Not if you can earn/lose huge sums of money. #FollowTheMoneyTrail
One only needs security if it is worth cracking. You seem to think that what you are doing is something different from what hackers do, but bankers and bank robbers have the exact same interest - money.
If Y2K had a bubble burst, then the inevitable loss of trust and integrity, of monetary transactions on the internet, will be akin to a 1000 year flood.
We are going to need a bigger boat.
You forgot sex. Other than that, a moment of rare agreement.
The hell it's not!
Problem mostly solved (depending on what programs you use).
Then there's always VM-ware.
My first ever tech-writing job, which was in 2004, I wrote a kind of mini-history of the Internet, starting from DARPA in the 1970's. At the time, I was amazed by how clever the basic design of TCP/IP is - Vincent Cerf and the others who devised it, were incredibly clever. But had they known what was coming (and who could?) then there would have been a lot more thought put into security and authentication from the beginning. But it was designed by scientists for defense communications, not for a interconnected worldwide commerce network, so the chance got missed.
I've been in the internet industry since the beginning - very much a bit player throughout - and it really is a two-edged sword. It has brought incredible benefits by way of communication and knowledge sharing, but it has a shadow side, and sometimes I wonder if the shadow is going to overwhelm the light.
Interesting. Now that you mention it, maybe human behavior in the internet can provide a good working model on how social norms in a new community develop.
It can go something like, at first, everyone is shy but eventually starts exploring the limits of what one can do. It develops into a free-for-all game, but then it gets out of hand and rules are gradually established to determine which set of behaviors are acceptable. However, the lack of monopoly of control/violence in the internet makes it especially difficult for one party to dictate the behavior of the rest of the community. Or something like that.

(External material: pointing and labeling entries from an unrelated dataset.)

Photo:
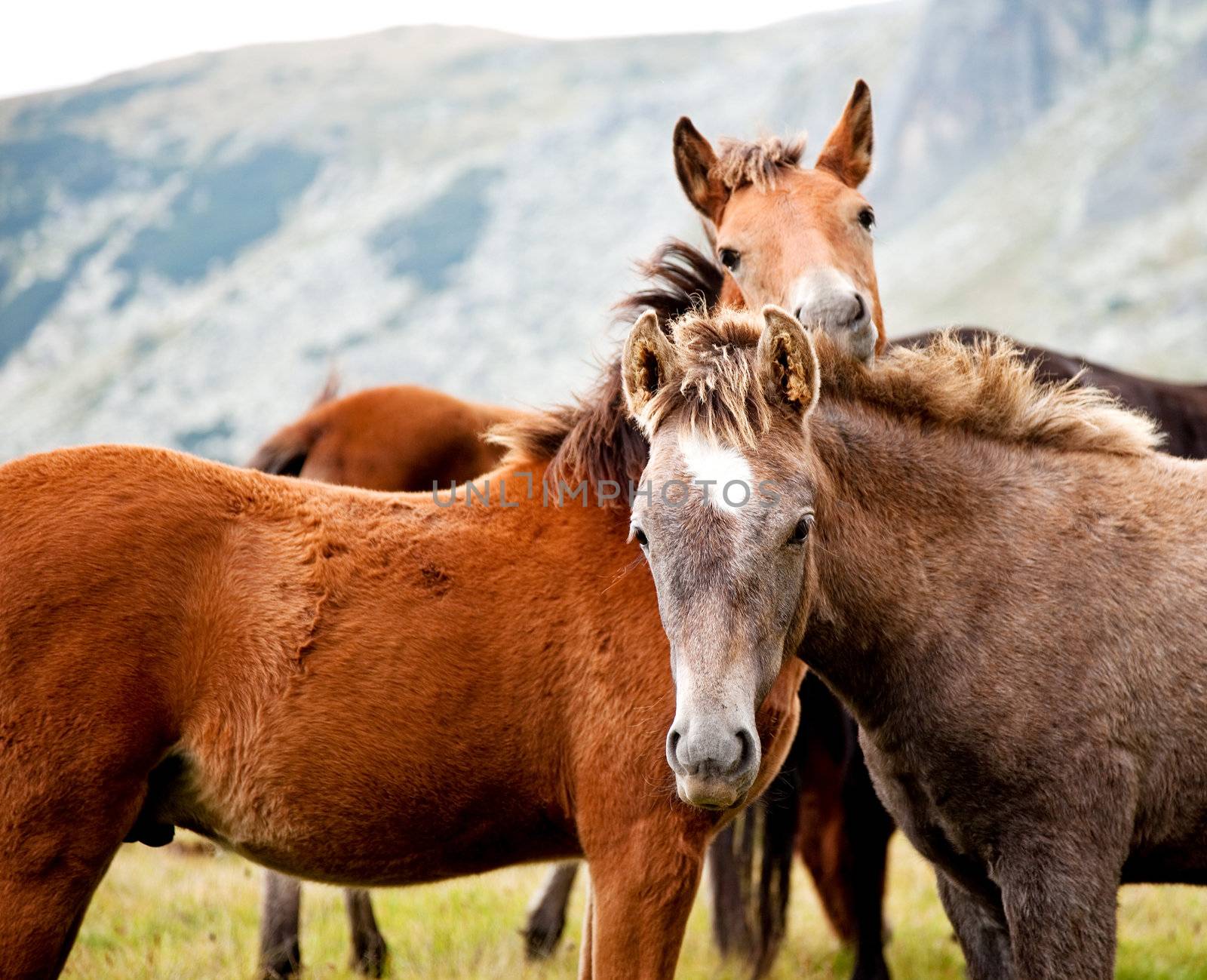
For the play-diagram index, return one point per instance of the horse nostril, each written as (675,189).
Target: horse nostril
(746,751)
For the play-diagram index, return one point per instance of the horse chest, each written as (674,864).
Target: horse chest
(937,828)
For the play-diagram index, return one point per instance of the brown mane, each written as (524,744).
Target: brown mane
(594,440)
(757,163)
(985,388)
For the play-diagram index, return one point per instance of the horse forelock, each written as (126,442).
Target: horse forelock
(985,388)
(594,438)
(758,162)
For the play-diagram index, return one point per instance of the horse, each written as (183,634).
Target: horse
(1001,579)
(406,438)
(342,684)
(396,437)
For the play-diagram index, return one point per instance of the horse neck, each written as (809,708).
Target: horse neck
(926,543)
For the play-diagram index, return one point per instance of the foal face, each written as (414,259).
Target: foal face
(726,533)
(798,238)
(806,245)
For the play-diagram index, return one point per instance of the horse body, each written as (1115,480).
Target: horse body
(342,684)
(1006,585)
(398,437)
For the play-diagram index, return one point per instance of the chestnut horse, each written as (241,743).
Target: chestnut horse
(935,523)
(786,233)
(395,438)
(400,437)
(343,684)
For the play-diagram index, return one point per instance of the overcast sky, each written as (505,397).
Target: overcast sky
(52,44)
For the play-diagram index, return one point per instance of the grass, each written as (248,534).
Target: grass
(183,913)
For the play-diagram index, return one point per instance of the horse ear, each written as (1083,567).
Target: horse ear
(788,361)
(645,366)
(694,163)
(848,151)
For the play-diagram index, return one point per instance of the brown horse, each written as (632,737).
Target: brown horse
(400,437)
(395,438)
(929,527)
(788,233)
(341,684)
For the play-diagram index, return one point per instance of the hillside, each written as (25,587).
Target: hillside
(186,250)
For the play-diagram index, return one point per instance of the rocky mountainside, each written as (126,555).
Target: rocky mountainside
(189,249)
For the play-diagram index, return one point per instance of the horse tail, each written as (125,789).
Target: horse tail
(750,873)
(285,453)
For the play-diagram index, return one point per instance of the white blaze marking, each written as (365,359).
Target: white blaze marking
(720,466)
(818,287)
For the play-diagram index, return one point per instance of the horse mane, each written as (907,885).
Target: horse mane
(987,388)
(757,163)
(594,440)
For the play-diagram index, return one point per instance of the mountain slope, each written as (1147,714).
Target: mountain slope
(187,249)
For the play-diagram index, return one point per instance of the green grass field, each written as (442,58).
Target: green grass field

It could also give us an idea on the inner workings of humanity in its rawest and unhindered forms.
That is unfortunate but also true. The internet normalises a lot of activities and behaviours which the wise would do well to avoid.
I'm pretty sure this sense in which the word ''hacking'' could be used is not the sense in which the OP poster uses it, since clearly,hacking in this sense is not something anyone would have any reason to oppose.
[quote=Wayfarer]
And it's become normalised, we've lost sight of the fact that theft and destruction of property are actually unethical behaviours.
[/quote]
I wouldn't go that far. It's just that criminality is always with us as a species, so we take it seriously and minimize our risk. It does suck that we have to build so many fences and walls, literally and metaphorically, but "so it goes."
I was reading an article on a journalist who covers IT, whose Apple ID, and then all of his online files associated with it, were wiped out by a hacker - just because they could be. He never knew who did it, or why it was done. And that kind of thing is happening every day. (I know it's totally useless my kvetching about it, I just wanted to vent.)
The real story of Stuxnet
http://spectrum.ieee.org/telecom/security/the-real-story-of-stuxnet
Inside the Cunning, Unprecedented Hack of Ukraine’s Power Grid
https://www.wired.com/2016/03/inside-cunning-unprecedented-hack-ukraines-power-grid/
NATO Recognizes Cyberspace as New Frontier in Defense
http://www.wsj.com/articles/nato-to-recognize-cyberspace-as-new-frontier-in-defense-1465908566
We had a cyberlocker attack today. Some lady in a branch office lost a lot of correspondence and other files. Of course had the procedures been better they would have been backed up. But it means someone has s lot of work to do, explanations to give, ground to make up. For nothing, basically.